The most frequently encountered
neoplasm in the US is
skin cancer. More than 600,000 new cases of malignant skin
tumors are diagnosed in the US each year. One standard method of treatment of skin
tumors is excisional biopsy. There are seven technical considerations involved in the excisional biopsy of skin
tumors: (1) aseptic technique, (2) examination and demarcation of skin lesion, (3) skin biomechanical properties, (4)
anesthesia, (5) excisional biopsy, (6)
wound closure, and (7)
postoperative care. The physician must use aseptic techniques and wear a cap, mask, and
powder-free gloves. Hair is a source of
wound contamination, and removal of hair prevents it from becoming entangled in
suture and the
wound during closure. Because surgical electric clippers cut hair close to the skin surface without nicking the skin, we now use only electric clippers to remove hair. The physician's visualization of the
wound can be enhanced by magnification (2.5x) loupes. The physician's plan for excisional biopsy is dictated by the suspected pathology of the skin lesion. The ultimate appearance and function of a
scar after closure of excisional biopsy can be predicted by the static and dynamic skin tensions on the surrounding skin.
Infiltration anesthesia is preferred over regional
nerve block because it does not interfere with the muscle movement that causes dynamic tensions, which elongate the configuration of the defect. Most skin lesions are amenable to a circular excision. In these instances, it is worthwhile to use circular-shaped excisions. The reusable
metal trephines have been replaced by disposable trephines that have ribbed
plastic handles attached to 316
stainless steel circular cutting blades.
Wound closure is accomplished in the same direction as the long axis of the elliptical defect by first approximating the midportion of the defect with a 4-0 synthetic
CAPROSYN* monofila-ment absorbable
suture attached to the swage of the
laser-drilled, compound-curved reverse cutting edge needle. Additional interrupted dermal (subcuticular)
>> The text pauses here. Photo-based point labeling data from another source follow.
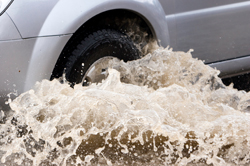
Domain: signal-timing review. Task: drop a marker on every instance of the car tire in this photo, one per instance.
(97, 45)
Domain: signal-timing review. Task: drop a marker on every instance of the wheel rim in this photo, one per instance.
(97, 71)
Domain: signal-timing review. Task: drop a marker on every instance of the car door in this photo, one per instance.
(217, 30)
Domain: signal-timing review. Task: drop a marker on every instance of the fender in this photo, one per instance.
(60, 17)
(63, 17)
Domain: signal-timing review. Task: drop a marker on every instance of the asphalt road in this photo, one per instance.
(241, 82)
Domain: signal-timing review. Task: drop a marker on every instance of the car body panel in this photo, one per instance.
(38, 30)
(57, 17)
(210, 29)
(12, 32)
(21, 68)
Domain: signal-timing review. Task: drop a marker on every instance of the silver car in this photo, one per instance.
(42, 39)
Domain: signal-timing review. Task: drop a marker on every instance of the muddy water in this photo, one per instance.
(164, 109)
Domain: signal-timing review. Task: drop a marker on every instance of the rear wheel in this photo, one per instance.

sutures are placed in each
wound quadrant to approximate further the divided edges of the dermis. Compound-curved reverse cutting edge needles have been specifically designed for dermal closure. Reinforced Steri-Strips are then applied transversly across the incision to facilitate further skin edge approximation. Rigorous follow-up examination is essential for any patient with a history of a
skin cancer to detect recurrence and prevent further actinic damage. The use of wide diameter trephine biopsy instruments are still not widely used by physicians because most physicians do not have the technical skills to approximate the defect with dermal
sutures. Consequently, this need for a rapid dermal skin closure technique that can be used by a primary care physician must be devised before the trephine excisional biopsy technique is widely used by the primary care physician. This goal can be achieved by developing a disposable stapler for subcuticular closure of the skin.